EU agriculture subsidies worth billions of pounds under the CAP are being paid out to businesses and multinational corporations with little connection to traditional farming.
18 Jul 2009, Daily Telegraph
The subsidies have included payments to Haribo, the sweet manufacturer, and Coca-Cola.
New information gathered by the researchers Farmsubsidy.org since May this year has shown that over 13 billion euros (£11 billion) - about a quarter of the £47.5 billion spent under the EU's Common Agriculture Policy (CAP), is paid to big business and industry, not farmers.
The CAP consumes 42 per cent of the EU's budget at a annual cost to every citizen of £95, a bill of £380 a year for the average British family.
Ligabue, an Italian caterer, serving luxury cruise ships and airlines, received 148,000 euros of export subsidies in 2008 for the dairy and creamer sachets consumed by international travellers.
Haribo qualified for 332,000 euros in farming subsidies for the sugar used in its "gummy bears" produced in Germany.
In France, the EU country that benefits the most from farm subsidies, over 103 million euros every year boosts the profits of sugar manufacturers - companies that do not own any farms.
Groupe Doux, a French chicken processor, raises no poultry itself but pocketed 62.8 million euros.
In Britain, Tate & Lyle Europe benefited from the taxpayer to the tune of 134 million euros in 2007.
Arids Roma, a Spanish construction company, received 1.59 million euros for road-making materials under EU rural development budgets that are a growing part of the CAP.
Another Spanish construction company, Pasquina, also benefited for EU farm cash, getting1.13 million euros for an asphalt factory.
A report from the European Court of Auditors last December found that serious problems existed in the accounting for EU rural development projects worth £10 billion a year.

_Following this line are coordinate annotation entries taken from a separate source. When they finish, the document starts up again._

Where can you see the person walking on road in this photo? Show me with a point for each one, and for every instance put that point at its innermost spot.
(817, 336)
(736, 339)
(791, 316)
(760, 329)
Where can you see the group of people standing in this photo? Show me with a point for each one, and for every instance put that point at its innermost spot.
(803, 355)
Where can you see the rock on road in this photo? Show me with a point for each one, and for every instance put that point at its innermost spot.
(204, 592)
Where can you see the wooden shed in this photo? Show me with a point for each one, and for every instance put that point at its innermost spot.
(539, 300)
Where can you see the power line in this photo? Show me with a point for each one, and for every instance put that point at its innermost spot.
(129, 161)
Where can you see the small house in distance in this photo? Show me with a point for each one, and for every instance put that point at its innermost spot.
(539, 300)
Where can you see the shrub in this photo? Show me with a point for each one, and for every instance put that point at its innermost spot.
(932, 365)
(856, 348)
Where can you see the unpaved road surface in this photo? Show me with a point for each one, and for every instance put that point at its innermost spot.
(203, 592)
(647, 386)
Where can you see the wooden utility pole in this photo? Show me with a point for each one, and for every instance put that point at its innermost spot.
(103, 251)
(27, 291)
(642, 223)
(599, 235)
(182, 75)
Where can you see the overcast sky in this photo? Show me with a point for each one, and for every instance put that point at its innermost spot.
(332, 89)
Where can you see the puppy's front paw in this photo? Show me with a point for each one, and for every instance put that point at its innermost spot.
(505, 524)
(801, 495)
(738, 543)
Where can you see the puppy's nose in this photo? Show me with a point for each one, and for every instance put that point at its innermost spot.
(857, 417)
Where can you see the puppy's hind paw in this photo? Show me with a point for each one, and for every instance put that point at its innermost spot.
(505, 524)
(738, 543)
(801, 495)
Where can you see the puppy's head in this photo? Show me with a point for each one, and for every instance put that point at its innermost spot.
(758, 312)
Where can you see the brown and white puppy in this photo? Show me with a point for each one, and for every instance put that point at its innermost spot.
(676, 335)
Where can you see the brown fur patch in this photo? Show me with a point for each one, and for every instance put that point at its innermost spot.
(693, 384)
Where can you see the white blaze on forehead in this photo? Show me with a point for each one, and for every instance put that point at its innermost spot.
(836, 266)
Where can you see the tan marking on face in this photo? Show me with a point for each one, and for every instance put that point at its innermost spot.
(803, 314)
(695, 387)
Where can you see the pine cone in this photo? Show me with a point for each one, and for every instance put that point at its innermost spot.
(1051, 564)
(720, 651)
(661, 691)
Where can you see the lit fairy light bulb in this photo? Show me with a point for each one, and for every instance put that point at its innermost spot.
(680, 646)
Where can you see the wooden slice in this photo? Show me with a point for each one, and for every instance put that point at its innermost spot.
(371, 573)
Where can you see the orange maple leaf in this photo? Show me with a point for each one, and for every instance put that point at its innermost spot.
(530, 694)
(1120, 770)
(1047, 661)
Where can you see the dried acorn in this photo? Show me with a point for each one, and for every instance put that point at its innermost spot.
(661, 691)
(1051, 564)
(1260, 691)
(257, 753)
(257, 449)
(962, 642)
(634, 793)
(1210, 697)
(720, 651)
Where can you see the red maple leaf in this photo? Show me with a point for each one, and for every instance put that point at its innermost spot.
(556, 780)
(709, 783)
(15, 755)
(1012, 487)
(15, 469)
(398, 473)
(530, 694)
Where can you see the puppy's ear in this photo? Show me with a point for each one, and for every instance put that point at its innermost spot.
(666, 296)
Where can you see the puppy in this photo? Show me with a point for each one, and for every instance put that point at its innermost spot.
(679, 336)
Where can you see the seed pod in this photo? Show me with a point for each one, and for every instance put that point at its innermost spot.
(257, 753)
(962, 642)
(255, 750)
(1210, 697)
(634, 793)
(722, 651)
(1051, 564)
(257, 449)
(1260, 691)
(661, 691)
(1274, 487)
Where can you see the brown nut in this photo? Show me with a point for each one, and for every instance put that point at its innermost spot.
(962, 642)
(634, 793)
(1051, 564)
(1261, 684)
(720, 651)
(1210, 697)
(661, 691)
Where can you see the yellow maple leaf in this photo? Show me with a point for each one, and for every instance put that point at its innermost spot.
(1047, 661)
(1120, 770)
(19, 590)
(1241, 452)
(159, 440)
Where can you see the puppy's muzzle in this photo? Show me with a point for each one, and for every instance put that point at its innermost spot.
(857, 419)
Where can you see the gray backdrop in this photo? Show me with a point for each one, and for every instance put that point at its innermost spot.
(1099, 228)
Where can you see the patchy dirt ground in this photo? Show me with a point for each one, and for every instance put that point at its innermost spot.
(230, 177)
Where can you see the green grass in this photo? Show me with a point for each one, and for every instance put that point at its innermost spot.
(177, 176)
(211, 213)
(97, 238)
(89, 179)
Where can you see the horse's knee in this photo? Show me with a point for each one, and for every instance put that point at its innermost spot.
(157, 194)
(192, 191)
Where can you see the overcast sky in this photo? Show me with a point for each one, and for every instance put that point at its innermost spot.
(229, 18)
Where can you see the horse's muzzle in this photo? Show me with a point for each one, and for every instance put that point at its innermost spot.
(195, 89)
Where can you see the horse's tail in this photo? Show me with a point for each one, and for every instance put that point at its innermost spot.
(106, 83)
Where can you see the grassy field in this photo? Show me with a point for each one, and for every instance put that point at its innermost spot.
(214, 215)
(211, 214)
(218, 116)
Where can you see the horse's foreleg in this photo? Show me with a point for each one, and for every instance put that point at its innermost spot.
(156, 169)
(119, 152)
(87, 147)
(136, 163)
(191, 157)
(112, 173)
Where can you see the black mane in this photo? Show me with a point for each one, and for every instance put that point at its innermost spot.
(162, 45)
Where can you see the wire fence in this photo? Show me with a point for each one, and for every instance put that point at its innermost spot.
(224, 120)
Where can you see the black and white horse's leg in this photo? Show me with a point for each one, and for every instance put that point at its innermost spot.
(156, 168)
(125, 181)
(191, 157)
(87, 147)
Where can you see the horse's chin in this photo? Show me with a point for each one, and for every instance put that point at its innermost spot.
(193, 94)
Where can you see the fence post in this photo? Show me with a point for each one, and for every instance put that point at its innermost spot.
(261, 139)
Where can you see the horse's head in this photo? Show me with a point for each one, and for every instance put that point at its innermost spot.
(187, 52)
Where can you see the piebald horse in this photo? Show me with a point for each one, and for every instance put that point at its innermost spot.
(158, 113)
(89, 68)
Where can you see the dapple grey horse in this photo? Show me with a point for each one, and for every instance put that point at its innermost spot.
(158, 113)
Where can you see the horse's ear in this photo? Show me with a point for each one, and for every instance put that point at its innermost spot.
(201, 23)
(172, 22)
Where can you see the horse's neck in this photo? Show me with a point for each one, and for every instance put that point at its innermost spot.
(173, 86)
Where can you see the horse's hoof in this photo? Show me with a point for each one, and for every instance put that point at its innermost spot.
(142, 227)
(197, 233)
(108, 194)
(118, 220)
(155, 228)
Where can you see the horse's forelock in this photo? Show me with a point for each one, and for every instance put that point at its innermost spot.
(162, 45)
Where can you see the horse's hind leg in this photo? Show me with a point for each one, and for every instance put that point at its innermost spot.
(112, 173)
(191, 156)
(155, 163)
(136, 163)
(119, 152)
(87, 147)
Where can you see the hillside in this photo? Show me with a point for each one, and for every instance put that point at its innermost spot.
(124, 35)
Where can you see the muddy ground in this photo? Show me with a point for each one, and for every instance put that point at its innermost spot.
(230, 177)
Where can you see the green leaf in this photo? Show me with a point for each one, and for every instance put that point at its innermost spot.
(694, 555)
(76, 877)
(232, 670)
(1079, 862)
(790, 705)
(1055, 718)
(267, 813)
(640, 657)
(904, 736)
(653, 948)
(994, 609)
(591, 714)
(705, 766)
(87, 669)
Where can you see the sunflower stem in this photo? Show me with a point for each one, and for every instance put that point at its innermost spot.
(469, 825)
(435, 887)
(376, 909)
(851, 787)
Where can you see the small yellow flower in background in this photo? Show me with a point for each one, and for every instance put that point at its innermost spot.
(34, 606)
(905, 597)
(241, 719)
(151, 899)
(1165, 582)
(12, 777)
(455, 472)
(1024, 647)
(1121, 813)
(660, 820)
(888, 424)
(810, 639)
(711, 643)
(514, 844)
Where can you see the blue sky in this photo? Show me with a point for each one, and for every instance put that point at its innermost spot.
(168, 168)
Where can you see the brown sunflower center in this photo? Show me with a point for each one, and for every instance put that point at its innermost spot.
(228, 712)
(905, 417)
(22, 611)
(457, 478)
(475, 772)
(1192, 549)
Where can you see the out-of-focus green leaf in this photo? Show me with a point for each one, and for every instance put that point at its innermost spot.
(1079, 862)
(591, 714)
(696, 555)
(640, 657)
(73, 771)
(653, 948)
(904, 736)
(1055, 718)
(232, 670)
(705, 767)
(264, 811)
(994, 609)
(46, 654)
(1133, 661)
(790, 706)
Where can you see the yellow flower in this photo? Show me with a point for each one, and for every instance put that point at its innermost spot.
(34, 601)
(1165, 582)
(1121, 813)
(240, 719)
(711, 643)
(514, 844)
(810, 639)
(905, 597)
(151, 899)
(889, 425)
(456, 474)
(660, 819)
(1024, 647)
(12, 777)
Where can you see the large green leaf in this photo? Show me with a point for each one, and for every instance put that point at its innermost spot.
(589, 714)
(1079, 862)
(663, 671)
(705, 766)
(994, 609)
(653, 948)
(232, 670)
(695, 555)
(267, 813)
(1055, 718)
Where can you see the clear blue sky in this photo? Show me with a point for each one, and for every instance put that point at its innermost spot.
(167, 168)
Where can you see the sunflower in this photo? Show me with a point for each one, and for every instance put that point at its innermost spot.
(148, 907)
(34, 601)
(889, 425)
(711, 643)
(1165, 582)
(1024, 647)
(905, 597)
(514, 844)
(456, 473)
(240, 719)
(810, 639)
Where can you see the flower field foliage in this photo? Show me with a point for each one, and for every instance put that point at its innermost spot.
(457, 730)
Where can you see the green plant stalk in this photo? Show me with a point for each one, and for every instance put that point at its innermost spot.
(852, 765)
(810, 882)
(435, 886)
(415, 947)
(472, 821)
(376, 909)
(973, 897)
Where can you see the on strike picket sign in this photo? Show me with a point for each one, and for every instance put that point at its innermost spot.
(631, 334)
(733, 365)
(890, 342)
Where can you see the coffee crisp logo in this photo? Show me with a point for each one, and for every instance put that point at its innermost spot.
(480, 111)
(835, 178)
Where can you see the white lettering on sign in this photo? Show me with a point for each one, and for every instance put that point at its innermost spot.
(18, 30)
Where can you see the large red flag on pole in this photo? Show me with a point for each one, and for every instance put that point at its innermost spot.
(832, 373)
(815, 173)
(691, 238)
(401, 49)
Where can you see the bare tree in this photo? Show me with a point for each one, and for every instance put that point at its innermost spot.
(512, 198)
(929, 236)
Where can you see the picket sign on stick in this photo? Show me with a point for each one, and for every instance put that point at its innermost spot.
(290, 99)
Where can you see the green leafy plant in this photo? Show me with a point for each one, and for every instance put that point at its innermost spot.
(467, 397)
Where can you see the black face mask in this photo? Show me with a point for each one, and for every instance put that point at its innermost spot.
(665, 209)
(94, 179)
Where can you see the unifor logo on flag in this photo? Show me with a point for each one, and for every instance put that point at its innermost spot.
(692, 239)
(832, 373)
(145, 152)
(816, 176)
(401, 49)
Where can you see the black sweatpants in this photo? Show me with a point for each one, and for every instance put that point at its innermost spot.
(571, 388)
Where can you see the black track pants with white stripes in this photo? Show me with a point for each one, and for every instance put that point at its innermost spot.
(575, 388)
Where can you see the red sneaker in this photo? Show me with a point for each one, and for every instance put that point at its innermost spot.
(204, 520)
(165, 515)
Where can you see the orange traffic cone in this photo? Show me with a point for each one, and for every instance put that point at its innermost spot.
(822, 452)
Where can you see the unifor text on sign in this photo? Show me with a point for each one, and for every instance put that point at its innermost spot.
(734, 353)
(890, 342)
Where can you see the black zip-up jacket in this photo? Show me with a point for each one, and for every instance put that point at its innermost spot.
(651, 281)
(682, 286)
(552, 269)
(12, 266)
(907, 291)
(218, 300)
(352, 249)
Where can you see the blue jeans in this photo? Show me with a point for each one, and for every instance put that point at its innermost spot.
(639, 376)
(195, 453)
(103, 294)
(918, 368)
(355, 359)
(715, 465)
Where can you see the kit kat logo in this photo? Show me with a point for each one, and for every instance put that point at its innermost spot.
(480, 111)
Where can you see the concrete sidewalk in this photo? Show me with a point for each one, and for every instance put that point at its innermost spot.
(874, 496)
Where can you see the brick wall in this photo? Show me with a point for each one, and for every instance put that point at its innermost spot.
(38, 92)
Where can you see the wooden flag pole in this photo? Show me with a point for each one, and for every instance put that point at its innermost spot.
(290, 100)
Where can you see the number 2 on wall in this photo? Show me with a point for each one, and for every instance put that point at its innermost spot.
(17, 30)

The data gathered by the campaign group Farmsubsidy.org has also found a significant shift in agriculture subsidies away from farmers to some of Europe's richest landowners, including the Royal family and the Roman Catholic Church.
The Queen and other European royals, as well as aristocrats, including the Duke of Westminster, have also shared in the payments.
The Queen qualified for £473,500 in farm aid in 2008 for Sandringham Farms, her 20,000-acre retreat and home to four generations of British monarchs since 1862.
The Duke of Westminster, Britain's third richest person with a fortune estimated at £6.5 billion, benefited from a public EU subsidy of £486,534. His Polish dairy businesses, Top Farms, benefited by more than 8 million euros in subsidies from 2006 to 2007.
Jack Thurston, a founder of Farmsubsidy.org, said that for the first time this year the EU's 27 governments have provided varying degrees of information on the beneficiaries of farm cash payments.
He is critical of the European Commission of failing to compile complicated and patchy data to give the public a clearer picture of how money is spent.
"The idea of publishing is that European people can have the information so debate about CAP and how it spends money is well-informed," he said.